Na sua avaliação, a lei permitirá perseguição a juízes que contrariem interesses políticos, ao mesmo tempo em que pode não ser efetiva entre os que de fato realizam abusos, dado o corporativismo dentro do Judiciário e do Ministério Público. “Não será com lei penal que vamos resolver o problema do autoritarismo no Brasil”, disse à reportagem.

Por outro lado, o projeto recebeu apoio de deputados e senadores de vários partidos, e de várias orientações ideológicas. Em nota, a OAB (Ordem dos Advogados do Brasil) também se manifestou a favor do texto, lembrando que a aplicação da lei dependerá de promotores e juízes.

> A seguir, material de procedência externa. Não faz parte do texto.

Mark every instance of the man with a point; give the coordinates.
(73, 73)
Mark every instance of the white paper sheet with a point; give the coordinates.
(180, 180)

“Os grandes avanços obtidos nos últimos tempos no combate à corrupção não serão atingidos pela nova Lei que pune o abuso de autoridade, até pelo fato de que tal análise será feita pelo Ministério Público e julgado por um integrante do próprio Poder Judiciário”, diz a nota.

O relator da proposta na Câmara, deputado federal Ricardo Barros, disse ao jornal O Globo que pelo menos quatro pontos não deveriam ser retirados da legislação: a condenação por negar ao interessado, seu defensor ou advogado acesso aos autos de investigação; a possibilidade de perda do cargo, mandato ou função pública a partir da condenação (em caso de reincidência); a condenação por obtenção de prova por meio manifestamente ilícito; e decretar prisão ou deixar de conceder liberdade em manifesta desconformidade com a lei.

Para o deputado Luiz Flávio Gomes (PSB), também defensor da nova lei, apenas poucos artigos deveriam ser vetados, por não estarem bem redigidos.

É o caso, na sua avaliação, do artigo que pune a autoridade que algemar presos mesmo “quando manifestamente não houver resistência à prisão, internação ou apreensão, ameaça de fuga ou risco à integridade física do próprio preso, internado ou apreendido, da autoridade ou de terceiro”.

“O presidente pode votar dois ou três artigos, mas se desfigurar a lei, pode gerar um grande mal estar com o Congresso”, disse à BBC News Brasil.

Antes de entrar para a política, Gomes atuou como promotor de Justiça, juiz e advogado. “A lei estabelece que será preciso provar que a autoridade teve intenção de prejudicar a pessoa, ônus que caberá a quem acusa a autoridade. O Congresso teve o cuidado de cercar (a lei) de várias cautelas para que não haja abuso na lei de abuso”, ressalta ainda, ao defender a proposta.